But on May 23, the U.S. said it opposed a Security Council mandate for the force as well as direct U.N. funding.
US military presence in the Sahel
Herring said there were fewer than 1,000 Department of Defense personnel deployed to G5 Sahel states. Those personnel, which include military, civilians and contractors, support “a range of security force assistance and capacity building efforts between the G5 Sahel nations,” he said.
Not all of these personnel “work on the problem set specifically related to the G5 Sahel,” Herring said, citing the example of personnel in Niger and Chad who support efforts related to the Multinational Joint Task Force (headquartered in N’Djamena, Chad), working to counter Boko Haram and Islamic State West Africa Province in the Lake Chad region.
According to reports, there are about 800 U.S. personnel in Niger, where the U.S. is also building a large air base near Agadez. The $110 million Air Base 201 project, due to be operational next year, will house drones and fighter jets, and will be capable of launching strike and surveillance missions in West and North Africa.
Boko Haram has lately intensified its armed campaign. Attacks on military bases in Nigeria have been on the increase, with at least nine since July, mostly in the northern part of Borno state near the shores of Lake Chad. Scores of soldiers have been killed, injured or are missing, but the military has repeatedly denied or played down losses.
The Pentagon’s ACSS said that Boko Haram-linked violence over the past 12 months “has remained consistent with levels observed over recent years.” It estimated 534 violent events resulted in 3,048 fatalities.
Boko Haram is divided into two factions that have competing goals and operational methods. One, led by Abubakar Shekau, is notorious for suicide bombings and indiscriminate killings of civilians. The other, known as Islamic State West Africa Province and led by Abu Mus’ab Al-Barnawi, largely focuses on attacking military and government targets.

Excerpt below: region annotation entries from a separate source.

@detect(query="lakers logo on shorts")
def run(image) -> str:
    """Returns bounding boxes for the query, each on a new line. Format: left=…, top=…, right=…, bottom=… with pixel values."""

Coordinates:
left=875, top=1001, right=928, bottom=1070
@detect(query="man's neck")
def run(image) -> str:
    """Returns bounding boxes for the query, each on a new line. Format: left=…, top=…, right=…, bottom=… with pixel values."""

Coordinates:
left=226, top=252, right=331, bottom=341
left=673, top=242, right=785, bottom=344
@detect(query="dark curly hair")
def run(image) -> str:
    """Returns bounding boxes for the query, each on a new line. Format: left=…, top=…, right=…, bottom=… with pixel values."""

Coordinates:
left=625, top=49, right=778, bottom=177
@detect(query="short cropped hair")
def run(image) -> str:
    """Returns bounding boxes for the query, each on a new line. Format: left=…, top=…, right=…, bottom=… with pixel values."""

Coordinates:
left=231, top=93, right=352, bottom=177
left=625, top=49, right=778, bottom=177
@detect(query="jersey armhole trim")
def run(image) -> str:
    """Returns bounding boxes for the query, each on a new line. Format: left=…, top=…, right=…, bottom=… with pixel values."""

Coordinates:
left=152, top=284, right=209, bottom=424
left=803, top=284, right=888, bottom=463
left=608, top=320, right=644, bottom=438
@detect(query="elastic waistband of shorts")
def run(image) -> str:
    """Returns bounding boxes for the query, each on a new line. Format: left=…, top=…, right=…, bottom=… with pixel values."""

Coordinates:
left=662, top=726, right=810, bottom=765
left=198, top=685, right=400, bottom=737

ISWAP has in recent months been blamed for the increasing attacks on military bases. It is dominant around Lake Chad, while the Shekau-led faction is concentrated in rural areas of Borno state.
The Combatting Terrorism Center at West Point in August estimated that ISWAP has around 3,500 fighters. The Shekau faction could consist of up to 1,500 militants.
More radical elements are said to have recently taken over the ISWAP leadership, killing the group’s de fatco leader, as well as another commander who allegedly planned to surrender along with 300 hostages. ISWAP previously vowed to hit only military and government “hard” targets.